Antibodies against LC3, P62, Beclin-1, β-actin, AMPK, and p-AMPK (Thr172), were obtained from Cell Signaling Technology. Antibodies against Homer1a were obtained from Synaptic Systems. Rapamycin, STF-62247, compound C, 3-MA, and chloroquine were purchased from Sigma-Aldrich.

HT-22 cells (Institute of Biochemistry and Cell Biology, SIBS, CAS.) were grown in DMEM (Gibco, Frederick, MD, USA) plus 10% fetal bovine serum (Gibco) and 1% penicillin–streptomycin (Sigma-Aldrich, St. Louis, MO, USA). The cells were cultured in a humidified atmosphere at 37°C under 5% CO2. Before the experiments, HT-22 cells were seeded in 6-well culture dishes (10⁶ per well) and incubated until they reached 70–80% confluency. Rapamycin (5 μM), STF-62247 (10 μM), 3-MA (2 mM), chloroquine (10 μM), and compound C (20 μM) were added to the cultures for 24 h before H₂O₂ treatment.

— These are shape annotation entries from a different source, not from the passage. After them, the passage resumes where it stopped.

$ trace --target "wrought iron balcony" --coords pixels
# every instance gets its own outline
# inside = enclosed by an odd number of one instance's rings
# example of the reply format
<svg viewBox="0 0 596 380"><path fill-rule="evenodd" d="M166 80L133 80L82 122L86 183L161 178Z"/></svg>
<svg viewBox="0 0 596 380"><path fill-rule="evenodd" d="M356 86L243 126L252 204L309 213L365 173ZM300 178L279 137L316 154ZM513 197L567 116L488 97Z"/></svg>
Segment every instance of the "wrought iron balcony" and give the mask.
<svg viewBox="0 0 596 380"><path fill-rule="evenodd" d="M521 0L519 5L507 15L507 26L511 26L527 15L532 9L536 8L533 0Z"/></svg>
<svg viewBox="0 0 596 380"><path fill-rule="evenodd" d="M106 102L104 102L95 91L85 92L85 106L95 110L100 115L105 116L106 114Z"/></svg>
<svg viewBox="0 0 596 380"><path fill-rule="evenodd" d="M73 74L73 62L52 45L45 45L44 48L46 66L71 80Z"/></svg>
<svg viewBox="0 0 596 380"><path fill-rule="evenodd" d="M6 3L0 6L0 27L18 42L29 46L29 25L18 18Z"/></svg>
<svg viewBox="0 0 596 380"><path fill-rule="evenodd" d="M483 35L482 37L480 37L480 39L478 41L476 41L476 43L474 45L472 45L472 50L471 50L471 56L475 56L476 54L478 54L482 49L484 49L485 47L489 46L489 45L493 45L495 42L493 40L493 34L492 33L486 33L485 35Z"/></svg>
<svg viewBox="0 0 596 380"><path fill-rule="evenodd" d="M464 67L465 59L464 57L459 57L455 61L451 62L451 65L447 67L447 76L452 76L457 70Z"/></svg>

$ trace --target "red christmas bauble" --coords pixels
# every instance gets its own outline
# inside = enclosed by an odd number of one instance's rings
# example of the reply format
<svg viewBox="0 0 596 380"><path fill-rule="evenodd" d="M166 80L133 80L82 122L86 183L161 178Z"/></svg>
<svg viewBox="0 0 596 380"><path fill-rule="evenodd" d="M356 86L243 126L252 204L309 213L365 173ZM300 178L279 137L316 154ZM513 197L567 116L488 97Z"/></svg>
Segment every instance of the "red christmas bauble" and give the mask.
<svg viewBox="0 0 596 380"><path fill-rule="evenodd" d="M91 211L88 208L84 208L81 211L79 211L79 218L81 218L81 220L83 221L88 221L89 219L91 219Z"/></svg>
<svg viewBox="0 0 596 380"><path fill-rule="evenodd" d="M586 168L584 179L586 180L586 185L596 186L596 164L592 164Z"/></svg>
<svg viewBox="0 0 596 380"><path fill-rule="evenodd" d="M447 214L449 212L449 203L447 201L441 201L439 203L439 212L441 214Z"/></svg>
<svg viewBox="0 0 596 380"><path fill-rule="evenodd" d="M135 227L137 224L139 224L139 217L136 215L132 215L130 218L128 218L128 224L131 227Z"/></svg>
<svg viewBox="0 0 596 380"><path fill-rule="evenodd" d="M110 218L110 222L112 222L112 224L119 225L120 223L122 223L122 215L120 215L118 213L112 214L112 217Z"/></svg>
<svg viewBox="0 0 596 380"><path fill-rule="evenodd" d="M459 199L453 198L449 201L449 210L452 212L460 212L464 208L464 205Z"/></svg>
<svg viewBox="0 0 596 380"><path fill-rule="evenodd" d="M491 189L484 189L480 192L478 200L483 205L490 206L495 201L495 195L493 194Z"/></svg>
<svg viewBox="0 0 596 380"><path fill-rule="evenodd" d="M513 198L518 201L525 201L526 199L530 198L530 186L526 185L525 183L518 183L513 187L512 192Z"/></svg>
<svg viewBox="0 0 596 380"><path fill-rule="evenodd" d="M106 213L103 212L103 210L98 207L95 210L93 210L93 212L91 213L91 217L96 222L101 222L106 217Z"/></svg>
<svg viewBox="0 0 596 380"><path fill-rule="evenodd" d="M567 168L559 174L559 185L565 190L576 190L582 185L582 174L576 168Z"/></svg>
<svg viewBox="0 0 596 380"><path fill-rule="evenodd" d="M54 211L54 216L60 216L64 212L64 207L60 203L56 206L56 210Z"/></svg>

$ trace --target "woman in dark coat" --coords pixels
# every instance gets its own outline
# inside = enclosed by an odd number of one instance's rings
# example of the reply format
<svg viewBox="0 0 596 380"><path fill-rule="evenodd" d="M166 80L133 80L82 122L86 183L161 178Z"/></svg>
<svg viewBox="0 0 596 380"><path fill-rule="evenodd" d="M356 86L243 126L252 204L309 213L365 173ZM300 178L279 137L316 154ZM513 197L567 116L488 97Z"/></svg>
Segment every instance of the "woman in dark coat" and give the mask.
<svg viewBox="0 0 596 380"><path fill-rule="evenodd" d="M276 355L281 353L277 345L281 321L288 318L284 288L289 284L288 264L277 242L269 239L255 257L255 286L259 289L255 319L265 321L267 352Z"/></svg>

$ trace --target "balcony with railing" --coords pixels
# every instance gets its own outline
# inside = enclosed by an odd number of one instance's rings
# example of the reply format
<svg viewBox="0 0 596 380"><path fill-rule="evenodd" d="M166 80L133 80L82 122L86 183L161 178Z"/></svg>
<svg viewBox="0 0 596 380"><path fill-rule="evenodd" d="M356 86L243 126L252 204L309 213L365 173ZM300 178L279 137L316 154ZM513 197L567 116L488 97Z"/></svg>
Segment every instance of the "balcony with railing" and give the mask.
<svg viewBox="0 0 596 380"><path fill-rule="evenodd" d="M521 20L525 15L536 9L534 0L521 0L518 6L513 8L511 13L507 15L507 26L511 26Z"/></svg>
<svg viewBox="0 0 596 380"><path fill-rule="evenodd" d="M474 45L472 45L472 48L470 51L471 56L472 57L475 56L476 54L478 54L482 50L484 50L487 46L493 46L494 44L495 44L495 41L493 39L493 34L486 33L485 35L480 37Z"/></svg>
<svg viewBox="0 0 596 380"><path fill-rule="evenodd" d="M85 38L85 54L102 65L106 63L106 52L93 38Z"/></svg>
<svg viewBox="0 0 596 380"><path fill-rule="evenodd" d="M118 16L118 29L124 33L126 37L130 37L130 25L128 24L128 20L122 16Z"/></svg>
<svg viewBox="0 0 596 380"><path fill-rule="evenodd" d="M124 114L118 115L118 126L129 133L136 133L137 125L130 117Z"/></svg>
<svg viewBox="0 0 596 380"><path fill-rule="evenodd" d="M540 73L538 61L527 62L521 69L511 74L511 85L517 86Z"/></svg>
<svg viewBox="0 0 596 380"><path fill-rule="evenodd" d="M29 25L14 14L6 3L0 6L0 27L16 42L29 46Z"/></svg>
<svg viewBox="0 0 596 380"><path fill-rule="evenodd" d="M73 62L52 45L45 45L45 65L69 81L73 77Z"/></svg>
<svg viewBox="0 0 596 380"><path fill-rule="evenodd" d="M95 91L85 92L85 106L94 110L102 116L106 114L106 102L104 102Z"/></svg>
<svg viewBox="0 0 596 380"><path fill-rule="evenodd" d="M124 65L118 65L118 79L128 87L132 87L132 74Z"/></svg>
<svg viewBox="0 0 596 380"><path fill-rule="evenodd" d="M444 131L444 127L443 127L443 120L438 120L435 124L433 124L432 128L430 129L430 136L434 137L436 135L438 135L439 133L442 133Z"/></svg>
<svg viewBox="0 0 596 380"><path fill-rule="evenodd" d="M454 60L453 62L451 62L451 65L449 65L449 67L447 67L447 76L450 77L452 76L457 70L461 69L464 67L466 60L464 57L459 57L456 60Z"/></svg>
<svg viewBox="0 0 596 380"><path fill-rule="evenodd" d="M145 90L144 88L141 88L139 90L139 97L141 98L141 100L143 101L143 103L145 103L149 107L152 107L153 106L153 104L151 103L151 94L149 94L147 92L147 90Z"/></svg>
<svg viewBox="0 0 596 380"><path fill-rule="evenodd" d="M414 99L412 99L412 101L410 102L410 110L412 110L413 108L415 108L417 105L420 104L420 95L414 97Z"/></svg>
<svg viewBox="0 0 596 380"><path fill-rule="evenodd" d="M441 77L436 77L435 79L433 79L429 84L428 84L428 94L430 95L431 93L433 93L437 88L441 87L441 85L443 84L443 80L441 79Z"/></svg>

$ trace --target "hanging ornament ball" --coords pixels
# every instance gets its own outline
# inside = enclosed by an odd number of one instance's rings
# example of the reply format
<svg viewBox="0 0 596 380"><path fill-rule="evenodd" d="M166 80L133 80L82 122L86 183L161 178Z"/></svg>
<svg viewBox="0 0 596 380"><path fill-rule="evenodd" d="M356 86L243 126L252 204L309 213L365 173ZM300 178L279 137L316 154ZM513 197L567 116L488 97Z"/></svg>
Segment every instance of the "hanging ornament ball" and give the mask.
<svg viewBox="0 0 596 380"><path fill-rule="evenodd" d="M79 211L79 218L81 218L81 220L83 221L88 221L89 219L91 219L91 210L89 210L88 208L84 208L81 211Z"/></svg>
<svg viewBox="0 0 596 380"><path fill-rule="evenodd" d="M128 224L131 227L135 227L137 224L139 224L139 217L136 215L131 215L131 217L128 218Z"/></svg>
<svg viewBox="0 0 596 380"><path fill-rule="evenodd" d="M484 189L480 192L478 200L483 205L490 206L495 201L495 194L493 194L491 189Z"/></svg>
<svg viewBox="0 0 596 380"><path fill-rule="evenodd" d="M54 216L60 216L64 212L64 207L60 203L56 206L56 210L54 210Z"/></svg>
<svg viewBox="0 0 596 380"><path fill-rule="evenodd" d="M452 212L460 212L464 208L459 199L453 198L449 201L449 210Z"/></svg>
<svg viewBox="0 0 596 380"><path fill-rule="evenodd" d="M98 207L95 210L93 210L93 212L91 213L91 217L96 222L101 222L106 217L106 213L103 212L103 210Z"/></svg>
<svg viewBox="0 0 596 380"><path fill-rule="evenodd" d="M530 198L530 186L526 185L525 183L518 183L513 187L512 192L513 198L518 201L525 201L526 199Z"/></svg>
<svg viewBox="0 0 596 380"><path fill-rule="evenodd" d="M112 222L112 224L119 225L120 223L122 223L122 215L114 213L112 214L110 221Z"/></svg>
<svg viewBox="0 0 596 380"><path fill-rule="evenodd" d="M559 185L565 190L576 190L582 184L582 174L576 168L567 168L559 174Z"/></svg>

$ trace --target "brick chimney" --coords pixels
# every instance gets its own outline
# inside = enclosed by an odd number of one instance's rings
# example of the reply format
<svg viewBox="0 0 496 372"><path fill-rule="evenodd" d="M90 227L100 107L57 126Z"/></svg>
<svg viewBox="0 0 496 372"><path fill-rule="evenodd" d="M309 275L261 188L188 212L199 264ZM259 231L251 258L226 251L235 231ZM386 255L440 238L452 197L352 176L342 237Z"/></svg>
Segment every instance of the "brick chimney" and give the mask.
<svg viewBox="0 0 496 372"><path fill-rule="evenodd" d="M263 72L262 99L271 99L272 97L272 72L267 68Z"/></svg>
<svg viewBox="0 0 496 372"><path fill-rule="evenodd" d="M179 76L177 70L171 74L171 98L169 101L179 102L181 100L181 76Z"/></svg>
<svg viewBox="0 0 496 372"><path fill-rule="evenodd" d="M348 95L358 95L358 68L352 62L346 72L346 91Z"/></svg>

The preparation of lentivirus for the overexpression experiments was performed as previously described (Luo et al., 2014). The lentivirus overexpression system was developed by removing the EGFP open reading frame from the pGC-FU-EGFP-3FLAG construct (GeneChem Co., Shanghai, China) with an AgeI/NheI digestion and replacing this cassette with Homer1a cDNA.HT-22 cells were transfected with lentivirus vectors at a multiplicity of infection (MOI) of 30 for 48 h.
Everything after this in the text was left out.